NORWAY — Authorities at the Cumberland County Sheriff’s Office said no preferential treatment was shown to Paris police Chief Michael Madden when a deputy pulled him over and charged him with drunken driving over a week ago.
Chief Deputy Naldo Gagnon said a deputy went “by the book,” showing no incongruities in how the situation was handled.
Madden was stopped by a Cumberland County sheriff’s deputy on Harrison Road, which is Route 35, in Naples just after midnight on Nov. 21 after reportedly operating a vehicle erratically. A field sobriety test was conducted, and Madden was taken to the Bridgton Police Department where a breathalyzer test was done and he was issued a court summons, police said.
Last week, police said Madden was arrested, booked and posted bail, information erroneously reported to the Sun Journal.
On Monday, Gagnon said Madden, because he was cooperative, was detained by a deputy, taken to the Bridgton Police Department, issued a summons on a charge of operating under the influence and driven to his home in Harrison.
“It’s a bit of semantics. The court has ruled a person is not free to leave, though they’re not technically under arrest,” Gagnon said.
He also said Madden was pulled over on Harrison Road and not Wiley Road, which is where police first observed the vehicle operating erratically.
Gagnon said deputies are given discretion when determining if a suspect should be booked at the jail. Severity of the offense and the likelihood the individual poses a flight risk are the primary factors, he said.
“It’s not uncommon for us to do so. We do it this way all the time. … In this case, the summons is the guarantee of a court appearance. It’s not like it’s preferential treatment,” Gagnon said.
The deputy’s report from that night is sealed by the Cumberland County District Attorney’s Office, a spokesperson said Monday. The results of a blood-alcohol test are not expected to be made public until after Madden’s arraignment Jan. 20 at Bridgton District Court.
The Sun Journal learned of the charge after an anonymous tip on Nov. 25, which the Sheriff’s Office confirmed the following morning.
The details provided by Gagnon were gleaned from the document to media outlets “so you guys can do your job,” he said.
Confusion as to whether Madden was officially arrested surfaced after no mention was made in the weekly list of arrests posted on the Sheriff’s Office’s website, which tracks individuals arrested and processed at the Cumberland County Jail in Portland.
Typically, following an arrest a bail commissioner sets bail conditions for the period before the defendant can appear before a judge.
Another administrative report, a police activity log for Naples, shows deputy A. Feeney responding to an event at the same time and date as those given for when Madden was pulled over.
A short description on the nature of the event, available for 44 of 46 of the events listed on the weeklong activity log, was not provided.
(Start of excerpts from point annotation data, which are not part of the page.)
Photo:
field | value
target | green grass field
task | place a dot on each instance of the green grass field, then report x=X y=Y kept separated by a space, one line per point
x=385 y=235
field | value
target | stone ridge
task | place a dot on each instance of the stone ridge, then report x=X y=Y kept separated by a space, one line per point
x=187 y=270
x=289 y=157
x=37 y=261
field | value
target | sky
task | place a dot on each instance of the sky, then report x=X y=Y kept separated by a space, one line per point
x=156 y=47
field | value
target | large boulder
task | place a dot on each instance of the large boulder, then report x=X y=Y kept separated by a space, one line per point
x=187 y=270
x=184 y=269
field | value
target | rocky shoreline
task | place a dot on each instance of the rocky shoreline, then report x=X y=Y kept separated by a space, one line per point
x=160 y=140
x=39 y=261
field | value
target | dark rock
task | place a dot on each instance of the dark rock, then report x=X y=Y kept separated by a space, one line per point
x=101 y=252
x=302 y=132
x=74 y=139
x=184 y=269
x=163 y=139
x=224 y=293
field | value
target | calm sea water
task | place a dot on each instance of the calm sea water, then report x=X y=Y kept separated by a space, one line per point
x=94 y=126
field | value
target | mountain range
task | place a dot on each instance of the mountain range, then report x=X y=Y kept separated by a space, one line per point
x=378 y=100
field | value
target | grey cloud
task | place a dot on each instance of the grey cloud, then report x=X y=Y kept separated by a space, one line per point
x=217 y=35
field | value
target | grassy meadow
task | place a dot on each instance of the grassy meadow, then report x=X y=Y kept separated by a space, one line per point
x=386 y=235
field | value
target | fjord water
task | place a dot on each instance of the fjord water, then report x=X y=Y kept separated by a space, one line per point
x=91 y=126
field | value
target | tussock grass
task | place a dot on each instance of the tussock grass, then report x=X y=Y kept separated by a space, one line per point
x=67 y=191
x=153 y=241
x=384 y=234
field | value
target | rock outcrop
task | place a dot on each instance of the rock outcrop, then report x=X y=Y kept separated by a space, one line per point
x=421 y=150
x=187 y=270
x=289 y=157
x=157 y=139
Gagnon said he was unsure why other OUIs were listed on it while Madden’s was not.
In an email on Saturday, Madden referred all comment on the case to Matthew Nichols, a Portland-based attorney specializing in OUI law, who did not return a message seeking comment.
In addition to the court case, Madden faces possible disciplinary action from the town and state overseers.
Madden, 50, was named chief of the department in October 2013, leaving his job as deputy chief of police in Shelton, Conn. He has worked in law enforcement for 29 years.
Contacted last week, Town Manager Amy Bernard previously indicated Madden would return from accrued vacation time for duty this past weekend, but declined to comment on the matter, referring questions to the town attorney, who did not return several messages.
Based in Vassalboro, the Maine Criminal Justice Academy Board of Trustees is authorized to issue and revoke certifications for all law enforcement personnel in the state.
Director John Rogers said town officials have 30 days after a court conviction or the date of the conduct to refer the matter to its Board of Trustees, after which it will launch its own investigation.
Trustees review around 50 cases a year, split between law enforcement and corrections officers, he said.
Pending its investigation, the board has a variety of options, including formal letters of reprimand, ordering counseling, or suspending or revoking licenses.
Factors such as the severity of the offense and whether the individual “took ownership” of the infraction play into the eventual decision, he said.
In 2013, the board suspended or signed consent agreements with 23 law enforcement officials and had another 15 revoked or voluntarily surrendered, according to an annual report.
“We have to play by the rules because any sanctions must be by the book,” Rogers said.